The usual questions that will arise would be whether it is capital or revenue, whether such transactions attract sales or services tax, and the amount of stamp duty to pay. Anti-avoidance is another problematic area.
- Routine operational risks – This arises when there are recurring transactions such as sales and purchases of goods, services and intangibles (intellectual property related payments such as license fees). An example is when you fail to deduct withholding tax or account for sales and service tax on routine transactions.
- Reputational risks – This could occur if the tax authorities initiate a tax probe of a serious nature such as a tax investigation. If such information becomes a news item, there is always a danger that the perceptions of the customers, suppliers, and employees can be negatively affected.
Why Manage Risks?
The cost of neglecting risk management will result in additional taxes and penalties. Do not take the attitude of “wait until the IRB catches you”.
The current approach by the IRB is to encourage taxpayers to be transparent with them on the risk areas which is now clearly embedded in the TCGF.
If taxpayers remain delinquent and refuse to cooperate, the IRB has no choice but to use its enforcement powers to seek out such taxpayers and impose the maximum punishment through additional taxes, penalties and bringing such taxpayers to court.
Who is Responsible?
The TCGF makes it clear that the ultimate responsibility for managing the tax affairs and tax risks lies with the board of the company, and the execution lies with the management of the company.
How to Manage the Risk?
First, identify risks and assess the financial implications of the risks. Second, document the basis supporting your positions and ensure reporting of such risks immediately to the senior management and the board of directors.

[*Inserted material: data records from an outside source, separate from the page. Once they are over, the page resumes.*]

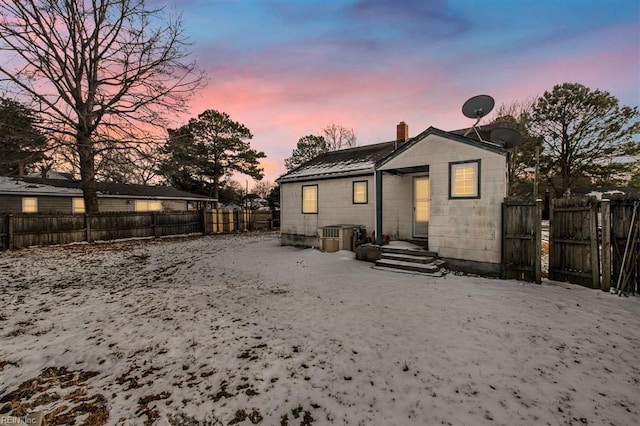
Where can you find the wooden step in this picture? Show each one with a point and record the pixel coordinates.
(431, 267)
(416, 258)
(416, 251)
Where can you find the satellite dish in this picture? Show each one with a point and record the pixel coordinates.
(506, 137)
(478, 106)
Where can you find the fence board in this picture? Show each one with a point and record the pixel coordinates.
(28, 229)
(521, 239)
(621, 214)
(573, 241)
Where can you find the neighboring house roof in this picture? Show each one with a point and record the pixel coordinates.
(364, 159)
(61, 187)
(50, 174)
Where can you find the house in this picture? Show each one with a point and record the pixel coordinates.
(442, 190)
(60, 195)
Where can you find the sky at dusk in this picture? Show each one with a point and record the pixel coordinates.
(287, 69)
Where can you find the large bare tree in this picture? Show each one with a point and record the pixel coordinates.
(339, 137)
(98, 70)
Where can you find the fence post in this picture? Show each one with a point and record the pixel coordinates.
(538, 242)
(595, 250)
(87, 227)
(10, 231)
(156, 230)
(606, 244)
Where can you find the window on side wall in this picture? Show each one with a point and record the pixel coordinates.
(77, 205)
(29, 205)
(360, 192)
(464, 179)
(309, 199)
(148, 206)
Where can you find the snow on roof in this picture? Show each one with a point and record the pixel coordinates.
(10, 185)
(342, 162)
(65, 187)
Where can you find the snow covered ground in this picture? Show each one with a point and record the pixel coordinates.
(238, 330)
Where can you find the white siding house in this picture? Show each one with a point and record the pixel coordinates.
(438, 189)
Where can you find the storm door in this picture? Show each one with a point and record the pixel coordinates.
(421, 206)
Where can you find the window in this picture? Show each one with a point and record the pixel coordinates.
(29, 205)
(77, 205)
(148, 206)
(464, 179)
(360, 192)
(310, 199)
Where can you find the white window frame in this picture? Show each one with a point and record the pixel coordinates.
(472, 183)
(29, 204)
(147, 206)
(364, 194)
(309, 204)
(77, 205)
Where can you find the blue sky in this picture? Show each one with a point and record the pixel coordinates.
(287, 69)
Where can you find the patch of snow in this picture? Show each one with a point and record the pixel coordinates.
(10, 185)
(238, 328)
(333, 168)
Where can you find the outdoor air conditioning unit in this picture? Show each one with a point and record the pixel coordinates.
(339, 237)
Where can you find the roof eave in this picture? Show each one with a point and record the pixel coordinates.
(322, 176)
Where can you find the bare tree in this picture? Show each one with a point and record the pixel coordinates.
(263, 188)
(100, 71)
(339, 137)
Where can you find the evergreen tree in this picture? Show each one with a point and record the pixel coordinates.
(209, 149)
(307, 148)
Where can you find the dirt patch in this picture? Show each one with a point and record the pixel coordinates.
(61, 394)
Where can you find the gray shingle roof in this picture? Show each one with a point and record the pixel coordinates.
(113, 189)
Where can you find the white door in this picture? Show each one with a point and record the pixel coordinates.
(421, 206)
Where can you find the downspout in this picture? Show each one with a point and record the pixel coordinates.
(378, 178)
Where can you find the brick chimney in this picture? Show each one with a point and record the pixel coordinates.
(402, 133)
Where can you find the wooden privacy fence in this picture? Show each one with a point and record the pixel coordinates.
(573, 241)
(521, 239)
(620, 243)
(222, 221)
(35, 229)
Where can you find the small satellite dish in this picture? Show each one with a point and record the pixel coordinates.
(506, 137)
(478, 106)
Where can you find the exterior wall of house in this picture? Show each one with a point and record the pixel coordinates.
(46, 204)
(335, 207)
(62, 204)
(115, 205)
(10, 203)
(107, 204)
(465, 229)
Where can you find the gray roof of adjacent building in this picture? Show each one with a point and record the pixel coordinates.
(69, 188)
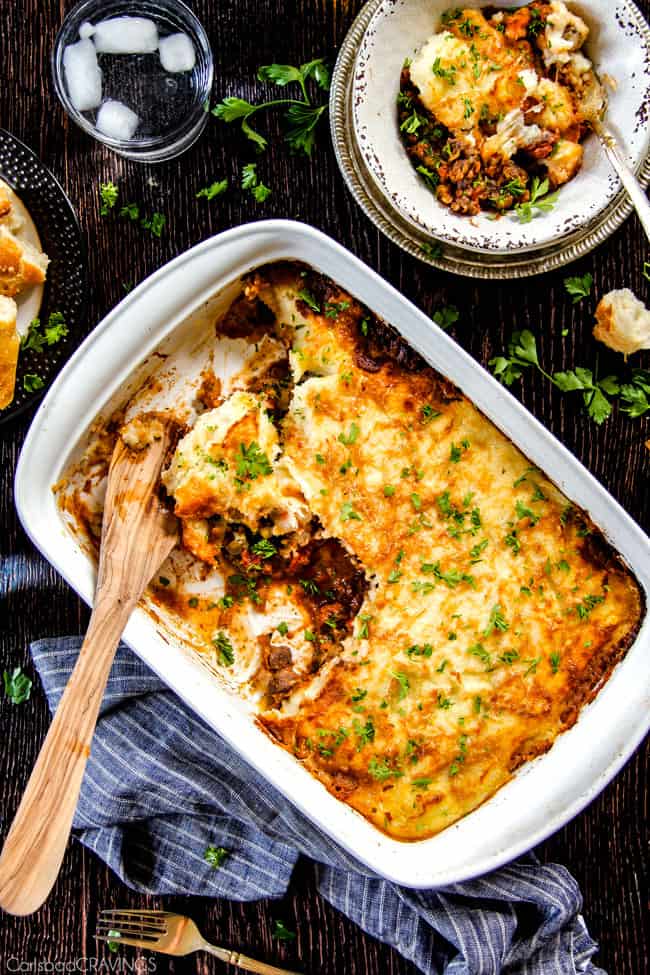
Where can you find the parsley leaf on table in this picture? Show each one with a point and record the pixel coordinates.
(635, 395)
(18, 686)
(579, 287)
(155, 223)
(282, 932)
(250, 181)
(214, 189)
(215, 855)
(446, 316)
(108, 193)
(597, 394)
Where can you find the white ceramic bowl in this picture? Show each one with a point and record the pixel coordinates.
(618, 45)
(117, 357)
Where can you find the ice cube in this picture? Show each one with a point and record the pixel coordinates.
(117, 121)
(126, 35)
(177, 53)
(83, 77)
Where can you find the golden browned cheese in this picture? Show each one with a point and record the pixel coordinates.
(495, 609)
(436, 612)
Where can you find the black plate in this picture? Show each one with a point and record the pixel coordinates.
(66, 284)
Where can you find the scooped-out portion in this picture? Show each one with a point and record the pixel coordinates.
(495, 106)
(409, 606)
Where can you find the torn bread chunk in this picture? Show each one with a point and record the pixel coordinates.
(21, 264)
(9, 348)
(622, 322)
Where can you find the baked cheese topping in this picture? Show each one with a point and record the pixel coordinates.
(437, 612)
(492, 98)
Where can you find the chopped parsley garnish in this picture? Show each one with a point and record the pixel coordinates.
(403, 682)
(224, 648)
(419, 650)
(588, 603)
(348, 513)
(381, 770)
(32, 382)
(459, 760)
(214, 189)
(18, 686)
(251, 463)
(309, 300)
(365, 733)
(301, 115)
(478, 650)
(215, 855)
(541, 201)
(448, 74)
(427, 414)
(364, 619)
(497, 621)
(579, 287)
(452, 578)
(524, 512)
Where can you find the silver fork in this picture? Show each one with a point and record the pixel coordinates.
(171, 934)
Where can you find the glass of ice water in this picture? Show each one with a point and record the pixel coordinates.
(135, 74)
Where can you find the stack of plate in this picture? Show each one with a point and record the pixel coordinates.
(379, 175)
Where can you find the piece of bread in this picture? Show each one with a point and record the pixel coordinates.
(21, 264)
(9, 348)
(623, 322)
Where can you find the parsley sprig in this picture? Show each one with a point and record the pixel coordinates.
(41, 336)
(301, 115)
(18, 686)
(597, 394)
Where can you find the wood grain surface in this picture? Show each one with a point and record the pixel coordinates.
(606, 846)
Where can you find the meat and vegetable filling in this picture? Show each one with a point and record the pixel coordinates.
(494, 108)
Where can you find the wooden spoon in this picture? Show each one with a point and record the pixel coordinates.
(137, 536)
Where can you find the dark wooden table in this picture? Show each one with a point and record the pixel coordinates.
(606, 846)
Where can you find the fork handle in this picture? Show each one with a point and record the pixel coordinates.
(244, 962)
(627, 178)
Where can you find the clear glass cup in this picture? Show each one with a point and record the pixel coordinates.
(171, 106)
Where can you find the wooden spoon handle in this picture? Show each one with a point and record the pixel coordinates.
(36, 843)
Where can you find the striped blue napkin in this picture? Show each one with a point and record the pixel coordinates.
(161, 787)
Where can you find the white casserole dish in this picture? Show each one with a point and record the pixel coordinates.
(545, 793)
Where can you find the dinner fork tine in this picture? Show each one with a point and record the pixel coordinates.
(170, 934)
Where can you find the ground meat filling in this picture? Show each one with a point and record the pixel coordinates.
(455, 165)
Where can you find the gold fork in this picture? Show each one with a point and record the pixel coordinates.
(171, 934)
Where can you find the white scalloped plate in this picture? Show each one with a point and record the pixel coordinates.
(619, 45)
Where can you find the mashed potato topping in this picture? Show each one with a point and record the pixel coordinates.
(489, 101)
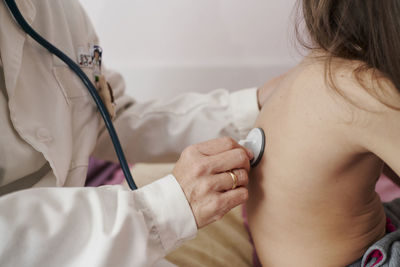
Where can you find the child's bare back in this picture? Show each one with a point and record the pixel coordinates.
(312, 199)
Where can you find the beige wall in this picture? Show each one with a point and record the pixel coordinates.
(166, 47)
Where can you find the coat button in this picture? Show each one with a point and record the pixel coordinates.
(43, 135)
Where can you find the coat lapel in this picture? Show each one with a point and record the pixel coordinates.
(12, 39)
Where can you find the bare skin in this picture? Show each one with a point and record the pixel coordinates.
(312, 199)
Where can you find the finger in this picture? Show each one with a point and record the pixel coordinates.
(224, 181)
(229, 160)
(219, 145)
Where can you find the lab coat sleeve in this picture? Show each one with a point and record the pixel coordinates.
(158, 131)
(104, 226)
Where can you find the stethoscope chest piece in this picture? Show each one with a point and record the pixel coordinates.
(255, 141)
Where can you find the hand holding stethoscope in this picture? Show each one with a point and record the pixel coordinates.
(213, 175)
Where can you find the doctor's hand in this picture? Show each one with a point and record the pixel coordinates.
(203, 173)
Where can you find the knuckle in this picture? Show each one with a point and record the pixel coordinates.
(244, 177)
(229, 142)
(242, 155)
(200, 168)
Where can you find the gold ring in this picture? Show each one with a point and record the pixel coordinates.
(234, 179)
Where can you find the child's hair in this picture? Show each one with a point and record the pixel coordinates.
(362, 30)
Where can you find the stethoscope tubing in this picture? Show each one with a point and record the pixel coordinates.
(86, 81)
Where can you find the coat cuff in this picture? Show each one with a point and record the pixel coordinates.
(171, 212)
(245, 110)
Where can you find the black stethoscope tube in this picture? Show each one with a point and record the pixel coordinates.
(75, 68)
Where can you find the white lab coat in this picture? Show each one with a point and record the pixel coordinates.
(49, 128)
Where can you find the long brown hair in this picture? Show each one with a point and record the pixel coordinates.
(364, 30)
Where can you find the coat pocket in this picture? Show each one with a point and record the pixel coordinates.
(70, 83)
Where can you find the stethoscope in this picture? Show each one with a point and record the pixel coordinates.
(255, 140)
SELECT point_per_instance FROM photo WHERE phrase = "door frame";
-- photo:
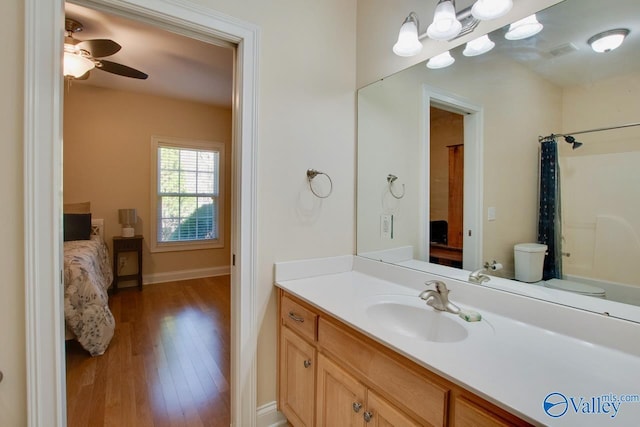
(473, 173)
(42, 175)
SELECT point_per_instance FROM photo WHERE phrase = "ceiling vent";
(562, 50)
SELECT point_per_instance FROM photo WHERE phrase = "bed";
(87, 276)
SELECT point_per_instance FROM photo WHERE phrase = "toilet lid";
(579, 288)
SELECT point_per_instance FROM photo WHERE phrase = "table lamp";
(128, 218)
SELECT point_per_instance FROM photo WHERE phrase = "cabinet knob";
(295, 317)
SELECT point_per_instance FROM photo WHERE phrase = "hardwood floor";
(167, 364)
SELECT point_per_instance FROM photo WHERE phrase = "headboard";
(97, 227)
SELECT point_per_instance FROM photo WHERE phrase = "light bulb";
(608, 40)
(408, 43)
(478, 46)
(445, 25)
(490, 9)
(524, 28)
(441, 61)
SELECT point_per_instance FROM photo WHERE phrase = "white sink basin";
(411, 317)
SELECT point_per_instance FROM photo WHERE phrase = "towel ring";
(311, 174)
(390, 179)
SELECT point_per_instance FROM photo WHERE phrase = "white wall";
(600, 191)
(12, 326)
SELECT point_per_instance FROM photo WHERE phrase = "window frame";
(185, 143)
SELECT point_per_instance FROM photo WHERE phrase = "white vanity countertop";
(514, 360)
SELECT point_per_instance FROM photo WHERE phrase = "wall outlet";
(491, 214)
(386, 226)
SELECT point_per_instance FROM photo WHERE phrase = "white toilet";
(576, 287)
(529, 261)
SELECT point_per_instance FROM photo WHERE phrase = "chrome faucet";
(439, 298)
(478, 277)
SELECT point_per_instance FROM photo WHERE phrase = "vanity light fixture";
(608, 40)
(441, 61)
(491, 9)
(482, 44)
(408, 43)
(447, 24)
(524, 28)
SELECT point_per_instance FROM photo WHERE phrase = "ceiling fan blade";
(122, 70)
(99, 47)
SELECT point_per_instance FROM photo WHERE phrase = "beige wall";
(12, 314)
(107, 140)
(511, 126)
(306, 119)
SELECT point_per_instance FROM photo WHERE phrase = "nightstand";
(127, 244)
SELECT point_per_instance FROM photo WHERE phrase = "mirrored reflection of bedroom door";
(446, 187)
(452, 206)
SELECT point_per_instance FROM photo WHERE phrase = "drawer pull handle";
(295, 317)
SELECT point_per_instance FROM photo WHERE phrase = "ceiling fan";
(82, 56)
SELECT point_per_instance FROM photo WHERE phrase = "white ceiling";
(178, 66)
(574, 22)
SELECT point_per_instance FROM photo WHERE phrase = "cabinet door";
(297, 378)
(381, 413)
(340, 396)
(468, 414)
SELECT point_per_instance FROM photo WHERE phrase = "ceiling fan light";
(482, 44)
(76, 65)
(445, 25)
(490, 9)
(608, 40)
(408, 43)
(441, 61)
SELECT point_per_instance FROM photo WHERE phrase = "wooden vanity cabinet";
(332, 375)
(297, 363)
(344, 401)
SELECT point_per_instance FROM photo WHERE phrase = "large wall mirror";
(448, 159)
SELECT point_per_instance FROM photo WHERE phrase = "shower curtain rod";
(543, 138)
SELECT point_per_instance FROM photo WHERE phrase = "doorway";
(446, 189)
(43, 205)
(466, 157)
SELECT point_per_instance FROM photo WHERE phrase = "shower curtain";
(549, 225)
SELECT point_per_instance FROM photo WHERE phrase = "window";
(188, 204)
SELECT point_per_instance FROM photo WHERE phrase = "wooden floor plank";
(167, 364)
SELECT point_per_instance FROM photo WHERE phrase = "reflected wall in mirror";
(552, 83)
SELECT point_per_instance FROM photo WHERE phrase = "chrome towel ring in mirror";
(311, 174)
(390, 179)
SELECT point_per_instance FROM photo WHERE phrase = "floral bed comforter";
(87, 275)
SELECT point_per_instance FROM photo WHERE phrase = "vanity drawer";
(406, 387)
(298, 318)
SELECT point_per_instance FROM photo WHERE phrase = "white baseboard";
(171, 276)
(269, 416)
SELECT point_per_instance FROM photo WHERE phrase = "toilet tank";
(529, 261)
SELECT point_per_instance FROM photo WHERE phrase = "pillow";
(84, 207)
(77, 227)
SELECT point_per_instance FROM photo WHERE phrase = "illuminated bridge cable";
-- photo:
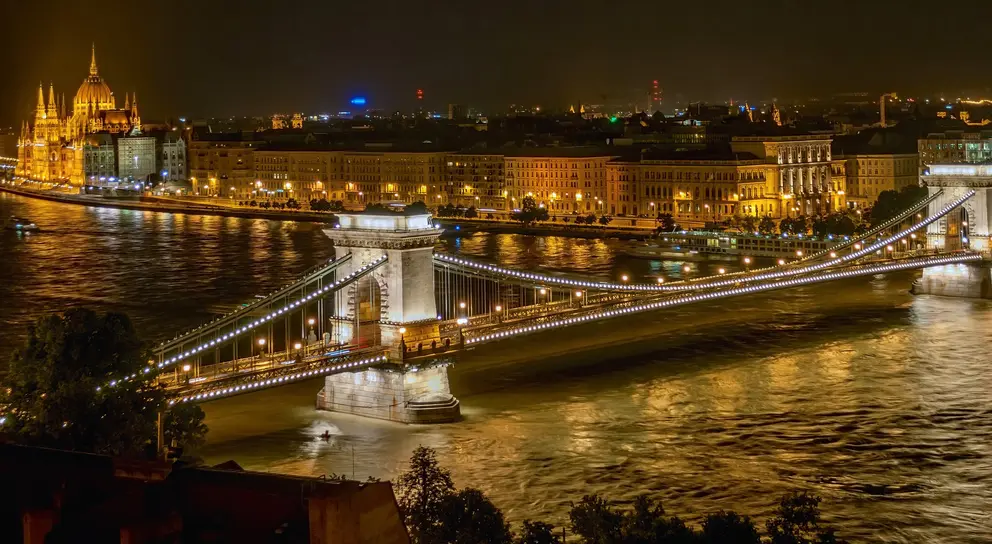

Constantly review the internal controls to identify, assess and mitigate the risks. This will include aligning the accounting system and the IT systems to support the management of the tax risks.
With the government seeking additional revenues to narrow the budget deficit, it is best for taxpayers to manage their tax risks through increasing their transparency and engagement with the IRB.
This article is contributed by Thannees Tax Consulting Services Sdn Bhd managing director SM Thanneermalai.